Meet the first African American CEO for the Girl Scouts Heart of New Jersey who says she has big plans in store

Posted: 3:01 PM, Jul 16, 2018
Updated: 2018-07-16 15:01:04-04

Westfield, N.J.—When it comes to female empowerment and the benefits of girl scouting, you  might not find a bigger advocate than Natasha Hemmings.

"I see the value of the program. I've seen it with my own daughters and with girls who are a part of the troop i led for 10 years," Hemmings said.

Her love for Girl Scouts didn’t start at an early age.

Having never been one as a child, she fell in love with the mission when she took a marketing job with the organization.

"The last 20 years of my life has been about telling girls' stories through Girl Scouting. It makes me feel like I'm doing something worth while." Hemmings explained.

So when the time came to find a new CEO, Hemmings, a mother herself,  was a top choice.

"When my girls heard the announcement, they had a sense of pride," Hemmings said.

She’s only been in her new position for three months, but has major plans she says she can’t wait to accomplish.

They include a program called Media G.I.R.L.z., which will allow scouts to tell their own stories.

She’s also bringing the organization into the 21st century with robotics and coding programs.

One of Hemmings’ biggest goals is to set up troops in untapped communities.

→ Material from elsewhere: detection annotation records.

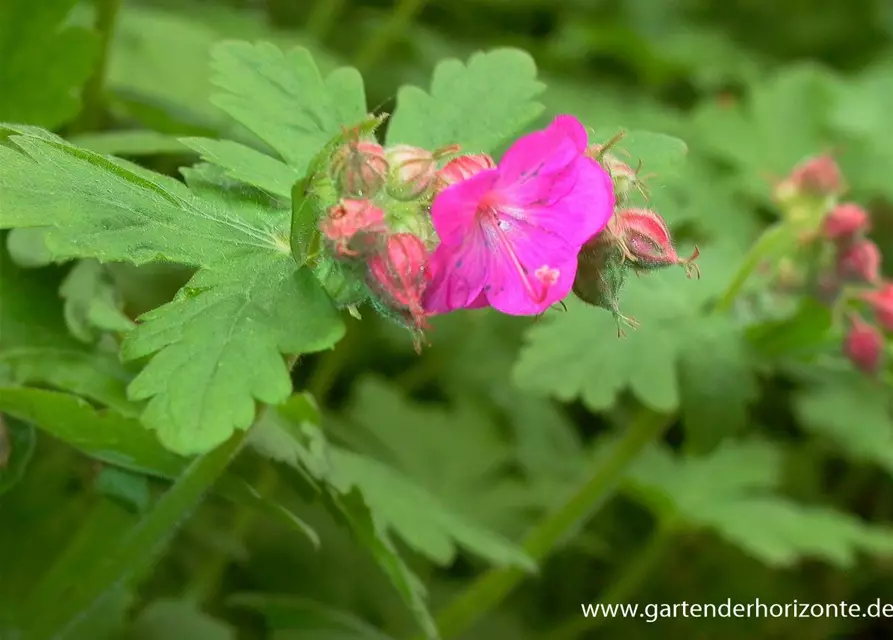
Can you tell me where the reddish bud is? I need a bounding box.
[331,140,388,198]
[837,240,881,284]
[437,153,496,189]
[368,233,429,336]
[822,203,869,242]
[611,209,700,277]
[843,314,884,375]
[783,154,844,196]
[862,282,893,331]
[320,200,387,257]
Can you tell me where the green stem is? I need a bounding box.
[548,520,678,640]
[426,218,792,638]
[426,409,671,638]
[70,0,121,133]
[306,0,344,42]
[28,431,247,640]
[356,0,426,70]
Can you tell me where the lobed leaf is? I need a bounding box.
[122,253,344,455]
[387,49,545,152]
[211,42,366,174]
[0,128,288,266]
[629,441,893,568]
[0,0,98,128]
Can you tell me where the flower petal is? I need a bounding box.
[484,215,579,315]
[431,169,498,248]
[422,228,490,315]
[497,157,615,249]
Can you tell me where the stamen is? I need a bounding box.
[481,208,557,304]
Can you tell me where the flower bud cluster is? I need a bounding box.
[573,136,700,335]
[319,129,495,349]
[775,155,893,375]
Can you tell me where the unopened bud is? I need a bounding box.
[843,314,884,375]
[611,209,700,277]
[862,282,893,331]
[822,202,870,242]
[320,199,387,258]
[331,140,388,198]
[775,154,846,200]
[437,153,496,190]
[573,228,638,336]
[368,233,429,330]
[837,240,881,284]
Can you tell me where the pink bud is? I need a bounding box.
[843,314,884,375]
[862,282,893,331]
[787,154,844,196]
[837,240,881,284]
[822,203,870,241]
[437,153,496,189]
[610,208,700,277]
[368,233,429,329]
[320,199,387,257]
[331,140,388,198]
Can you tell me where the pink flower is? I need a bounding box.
[424,116,614,315]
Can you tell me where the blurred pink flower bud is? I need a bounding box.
[331,140,388,198]
[837,240,881,284]
[862,282,893,331]
[611,208,700,277]
[437,153,496,190]
[843,314,884,375]
[320,199,387,257]
[784,154,845,196]
[368,233,429,330]
[822,202,870,242]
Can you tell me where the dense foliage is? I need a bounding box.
[0,0,893,640]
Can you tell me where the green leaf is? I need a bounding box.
[0,387,184,478]
[93,467,152,513]
[211,42,366,174]
[514,262,753,418]
[0,0,98,128]
[250,401,535,570]
[0,128,288,266]
[0,242,134,414]
[122,253,344,455]
[227,593,393,640]
[29,434,243,640]
[387,49,545,152]
[68,129,189,157]
[0,414,37,495]
[59,260,135,342]
[127,600,236,640]
[6,227,53,269]
[339,377,539,531]
[628,441,893,568]
[794,373,893,475]
[329,447,536,571]
[182,138,301,198]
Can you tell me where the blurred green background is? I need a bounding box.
[0,0,893,640]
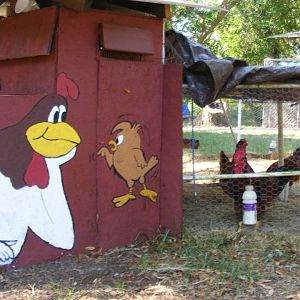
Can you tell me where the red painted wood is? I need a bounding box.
[0,7,57,60]
[0,94,45,129]
[99,23,154,54]
[0,94,75,267]
[160,65,183,235]
[0,8,182,266]
[97,59,163,249]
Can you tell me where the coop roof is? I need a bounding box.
[0,0,226,18]
[166,30,300,107]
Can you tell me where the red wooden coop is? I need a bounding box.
[0,1,182,266]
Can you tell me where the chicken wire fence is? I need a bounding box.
[183,95,300,235]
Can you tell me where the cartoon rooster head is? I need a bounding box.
[108,122,141,152]
[23,95,80,158]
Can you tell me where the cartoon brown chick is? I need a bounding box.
[97,122,158,207]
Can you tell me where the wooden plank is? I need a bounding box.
[0,7,57,60]
[92,0,169,18]
[100,23,154,54]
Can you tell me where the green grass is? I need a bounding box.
[141,230,300,287]
[183,129,300,156]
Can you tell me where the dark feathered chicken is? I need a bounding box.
[220,139,300,221]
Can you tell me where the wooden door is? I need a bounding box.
[97,58,163,249]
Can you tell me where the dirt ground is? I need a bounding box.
[0,158,300,300]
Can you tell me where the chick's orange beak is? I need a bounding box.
[108,140,117,152]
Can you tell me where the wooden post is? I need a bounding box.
[277,101,289,201]
[277,101,284,167]
[220,99,236,144]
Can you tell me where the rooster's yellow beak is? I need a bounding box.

"We are trying to get into Newark, Elizabeth, Jersey City, and Irvington," Hemmings added.

She’s also growing Troop 6000, which brings Girl Scouting to homeless shelters.

And finally, Hemmings’ passion project: Girl Scouts Beyond Bars.

"It's been pretty heart-tugging talking to the moms who are in prison. One of the mothers hasn't seen her daughter in 12 years. But if her daughter wants to be a Girl Scout and see her mom through this program, we will do everything to make this happen," Hemmings revealed.

Shaping girls from all walks of life with opportunities like the cookie selling program, to create women who will lead in the future.

"We need more girls to know that their ideas, big or small, are achievable and attainable," Hemmings said.